Ebbene, va da subito evidenziato che le disposizioni di cui al citato decreto ministeriale, in vigore dal 17 marzo 1992, erano state emanate in attuazione del D.L. 47/1992, che, tuttavia, non è mai stato convertito in legge e, pertanto, tali regole non sono – di fatto – mai entrate in vigore.

Ciò detto, sul tema in questione si era espressa la Commissione Tributaria Regionale di Torino, con la sentenza n. 68/30/10 del 21.10.2010, in cui era stato chiarito che l’Amministrazione finanziaria è tenuta all’erogazione del rimborso Iva quando l’imposta non è stata esposta nel bilancio finale di liquidazione in quanto ceduta al socio (nel caso in questione il credito era stato ceduto dal liquidatore “a se stesso”, in quanto socio unico della società in liquidazione) secondo modalità ritenute conformi alle previsioni di legge (invio di lettera raccomandata per informare gli Uffici dell’avvenuta cessione e successiva notifica agli Uffici stessi dell’atto di cessione in forma autentica).

In questo stesso senso sono state pronunciate anche le sentenze n. 13345 del 26.07.2012 e n. 9192 del 06.05.2016 della Corte di Cassazione, in cui è stato precisato che l’Erario, in presenza della sussistenza dei requisiti per il rimborso Iva, non può negare il diritto in questione al contribuente, anche in mancanza della notifica al “debitore ceduto” (l’Erario) della cessione del credito relativo al rimborso e, ciò, alla luce di quanto disposto dall’articolo 1264 cod. civ..

La richiamata disposizione civilistica prevede, infatti, che la cessione del credito ha effetto nei confronti del debitore ceduto quando questi l’ha accettata o quando gli è stata notificata.

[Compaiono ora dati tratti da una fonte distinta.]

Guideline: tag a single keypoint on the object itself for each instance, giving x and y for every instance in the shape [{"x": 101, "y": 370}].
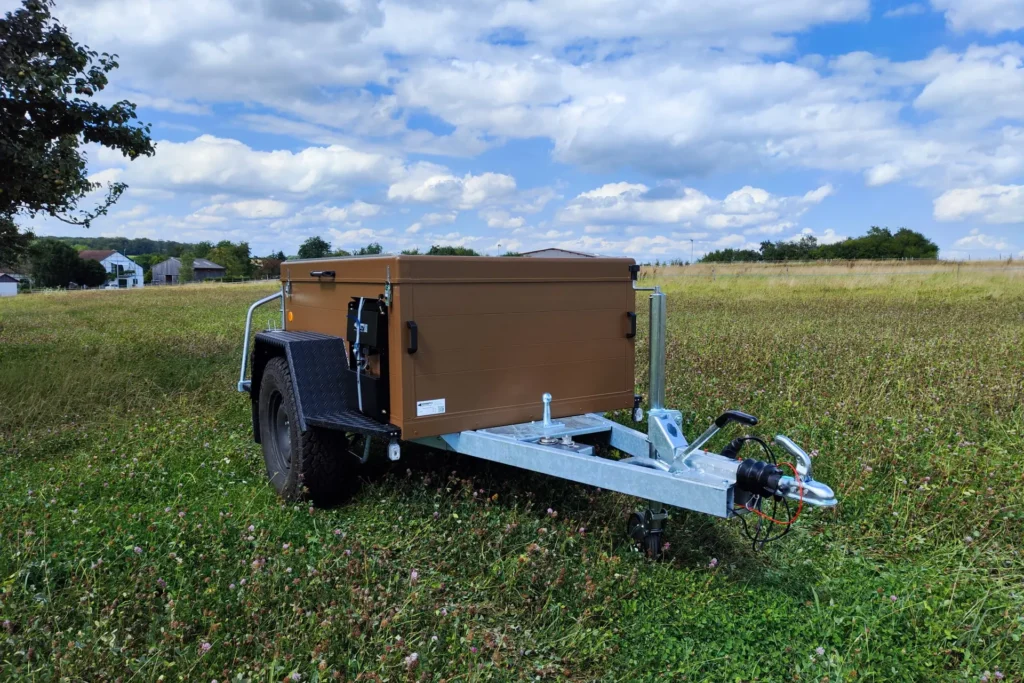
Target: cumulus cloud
[
  {"x": 211, "y": 164},
  {"x": 248, "y": 209},
  {"x": 635, "y": 203},
  {"x": 827, "y": 237},
  {"x": 978, "y": 240},
  {"x": 986, "y": 15},
  {"x": 993, "y": 204},
  {"x": 911, "y": 9},
  {"x": 502, "y": 219},
  {"x": 432, "y": 183}
]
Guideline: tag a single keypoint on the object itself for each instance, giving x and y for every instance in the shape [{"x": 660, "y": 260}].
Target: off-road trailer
[{"x": 465, "y": 354}]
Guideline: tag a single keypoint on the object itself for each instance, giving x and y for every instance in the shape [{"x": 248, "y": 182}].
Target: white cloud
[
  {"x": 438, "y": 218},
  {"x": 828, "y": 237},
  {"x": 623, "y": 202},
  {"x": 432, "y": 183},
  {"x": 978, "y": 240},
  {"x": 248, "y": 209},
  {"x": 211, "y": 164},
  {"x": 502, "y": 219},
  {"x": 883, "y": 174},
  {"x": 994, "y": 204},
  {"x": 911, "y": 9},
  {"x": 983, "y": 84},
  {"x": 987, "y": 15},
  {"x": 356, "y": 237},
  {"x": 626, "y": 203}
]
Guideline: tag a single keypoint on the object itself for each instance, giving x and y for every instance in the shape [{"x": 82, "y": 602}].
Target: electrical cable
[{"x": 762, "y": 531}]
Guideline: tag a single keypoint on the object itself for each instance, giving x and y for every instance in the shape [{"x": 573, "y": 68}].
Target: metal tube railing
[
  {"x": 658, "y": 313},
  {"x": 243, "y": 383}
]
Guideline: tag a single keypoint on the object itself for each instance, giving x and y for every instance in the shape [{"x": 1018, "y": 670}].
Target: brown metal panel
[{"x": 494, "y": 333}]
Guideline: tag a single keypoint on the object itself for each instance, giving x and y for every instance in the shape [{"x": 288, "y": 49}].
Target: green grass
[{"x": 136, "y": 524}]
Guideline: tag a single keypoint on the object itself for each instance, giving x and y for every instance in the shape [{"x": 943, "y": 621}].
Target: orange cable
[{"x": 800, "y": 505}]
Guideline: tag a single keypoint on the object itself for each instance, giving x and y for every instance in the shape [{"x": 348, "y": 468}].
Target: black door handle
[
  {"x": 735, "y": 416},
  {"x": 414, "y": 336}
]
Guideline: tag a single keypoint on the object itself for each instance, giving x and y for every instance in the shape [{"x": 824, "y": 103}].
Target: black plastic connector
[
  {"x": 758, "y": 477},
  {"x": 732, "y": 450},
  {"x": 735, "y": 416}
]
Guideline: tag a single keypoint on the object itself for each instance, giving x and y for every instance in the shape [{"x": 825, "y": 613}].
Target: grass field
[{"x": 140, "y": 541}]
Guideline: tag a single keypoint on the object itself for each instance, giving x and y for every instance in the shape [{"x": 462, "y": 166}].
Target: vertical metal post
[{"x": 657, "y": 333}]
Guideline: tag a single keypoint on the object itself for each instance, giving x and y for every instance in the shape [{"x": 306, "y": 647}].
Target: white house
[
  {"x": 8, "y": 286},
  {"x": 125, "y": 272}
]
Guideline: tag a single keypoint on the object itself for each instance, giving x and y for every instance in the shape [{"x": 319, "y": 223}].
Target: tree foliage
[
  {"x": 46, "y": 80},
  {"x": 13, "y": 243},
  {"x": 880, "y": 243},
  {"x": 235, "y": 257},
  {"x": 731, "y": 255},
  {"x": 437, "y": 250},
  {"x": 133, "y": 247},
  {"x": 372, "y": 249},
  {"x": 315, "y": 247},
  {"x": 57, "y": 264}
]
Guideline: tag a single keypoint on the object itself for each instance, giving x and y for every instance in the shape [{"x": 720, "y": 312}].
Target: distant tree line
[
  {"x": 317, "y": 247},
  {"x": 130, "y": 246},
  {"x": 880, "y": 243}
]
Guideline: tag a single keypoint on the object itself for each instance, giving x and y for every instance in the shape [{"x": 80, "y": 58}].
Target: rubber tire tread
[{"x": 321, "y": 472}]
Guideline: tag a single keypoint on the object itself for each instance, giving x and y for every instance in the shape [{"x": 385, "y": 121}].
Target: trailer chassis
[{"x": 660, "y": 466}]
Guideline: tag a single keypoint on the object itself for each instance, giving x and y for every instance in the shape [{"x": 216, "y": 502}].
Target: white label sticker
[{"x": 435, "y": 407}]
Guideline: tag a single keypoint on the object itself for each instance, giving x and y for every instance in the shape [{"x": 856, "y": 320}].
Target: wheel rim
[{"x": 281, "y": 429}]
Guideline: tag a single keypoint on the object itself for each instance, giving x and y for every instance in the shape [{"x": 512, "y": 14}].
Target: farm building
[
  {"x": 557, "y": 253},
  {"x": 8, "y": 286},
  {"x": 122, "y": 271},
  {"x": 166, "y": 272}
]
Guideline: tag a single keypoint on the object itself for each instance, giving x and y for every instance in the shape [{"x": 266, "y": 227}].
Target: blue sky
[{"x": 608, "y": 127}]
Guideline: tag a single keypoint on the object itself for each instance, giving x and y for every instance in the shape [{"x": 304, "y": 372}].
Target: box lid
[{"x": 436, "y": 269}]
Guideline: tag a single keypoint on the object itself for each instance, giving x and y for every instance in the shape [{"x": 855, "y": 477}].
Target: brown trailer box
[{"x": 492, "y": 335}]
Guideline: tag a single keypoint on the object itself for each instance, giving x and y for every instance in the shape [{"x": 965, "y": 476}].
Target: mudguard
[{"x": 317, "y": 364}]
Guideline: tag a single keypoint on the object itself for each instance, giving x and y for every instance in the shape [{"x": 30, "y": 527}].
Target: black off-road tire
[
  {"x": 646, "y": 541},
  {"x": 310, "y": 465}
]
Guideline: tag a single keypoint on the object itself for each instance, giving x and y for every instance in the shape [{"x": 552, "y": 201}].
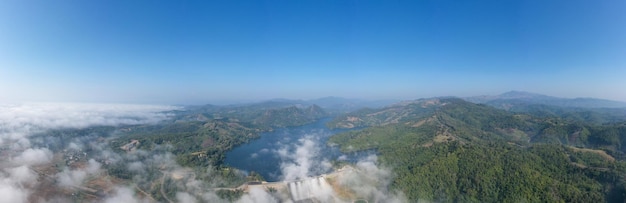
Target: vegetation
[{"x": 450, "y": 150}]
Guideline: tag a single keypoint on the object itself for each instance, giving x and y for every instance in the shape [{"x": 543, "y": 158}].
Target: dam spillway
[{"x": 310, "y": 189}]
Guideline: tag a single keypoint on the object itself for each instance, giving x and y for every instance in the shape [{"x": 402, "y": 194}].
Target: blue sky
[{"x": 190, "y": 52}]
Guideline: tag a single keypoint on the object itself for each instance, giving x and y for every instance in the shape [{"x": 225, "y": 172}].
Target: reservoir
[{"x": 292, "y": 149}]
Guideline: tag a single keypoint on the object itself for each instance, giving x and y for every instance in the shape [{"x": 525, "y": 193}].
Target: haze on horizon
[{"x": 206, "y": 51}]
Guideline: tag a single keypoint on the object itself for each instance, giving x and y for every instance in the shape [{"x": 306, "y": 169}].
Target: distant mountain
[
  {"x": 452, "y": 150},
  {"x": 513, "y": 98}
]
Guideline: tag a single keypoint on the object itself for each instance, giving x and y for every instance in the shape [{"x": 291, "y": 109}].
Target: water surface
[{"x": 263, "y": 155}]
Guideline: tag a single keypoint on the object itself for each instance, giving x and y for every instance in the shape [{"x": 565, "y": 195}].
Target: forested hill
[
  {"x": 448, "y": 149},
  {"x": 200, "y": 136}
]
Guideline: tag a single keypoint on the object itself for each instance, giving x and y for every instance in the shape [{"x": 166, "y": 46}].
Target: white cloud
[
  {"x": 257, "y": 195},
  {"x": 32, "y": 157}
]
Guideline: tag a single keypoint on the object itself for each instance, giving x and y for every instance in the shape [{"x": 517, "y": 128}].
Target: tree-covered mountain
[{"x": 451, "y": 150}]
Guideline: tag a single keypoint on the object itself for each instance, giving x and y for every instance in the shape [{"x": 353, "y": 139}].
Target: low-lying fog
[{"x": 37, "y": 165}]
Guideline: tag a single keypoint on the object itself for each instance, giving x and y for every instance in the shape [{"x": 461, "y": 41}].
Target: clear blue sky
[{"x": 206, "y": 51}]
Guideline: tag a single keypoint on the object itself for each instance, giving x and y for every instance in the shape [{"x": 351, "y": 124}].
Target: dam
[{"x": 311, "y": 189}]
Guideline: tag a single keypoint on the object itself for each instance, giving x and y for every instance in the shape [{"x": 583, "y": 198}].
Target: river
[{"x": 288, "y": 153}]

Tuttavia, anche prima della notificazione, il debitore che paga al cedente non è liberato, se il cessionario prova che il debitore medesimo era a conoscenza dell’avvenuta cessione.

Peraltro, la Cassazione – con l’Ordinanza n. 8167 del 22.03.2019 – ha anche chiarito che un’imprecisione formale nel bilancio finale di liquidazione non può avere l’effetto di escludere il diritto al rimborso Iva (nel caso di specie era stato erroneamente indicato il credito Iva nella voce “crediti verso altri”, in luogo dei “crediti verso l’erario”).

Infine si ricorda che, in presenza di estinzione della società, i crediti non inclusi nel bilancio di liquidazione si trasferiscono ai soci, ad eccezione delle mere pretese, quindi dei crediti ancora incerti, per i quali dalla cancellazione si presume la rinuncia agli stessi.

Relativamente ai crediti certi, la legittimazione al rimborso, dopo la cancellazione, spetta agli ex soci pro quota (Corte di Cassazione, sentenza n. 1150 del 18.01.2018 e n. 13615 del 30.05.2018).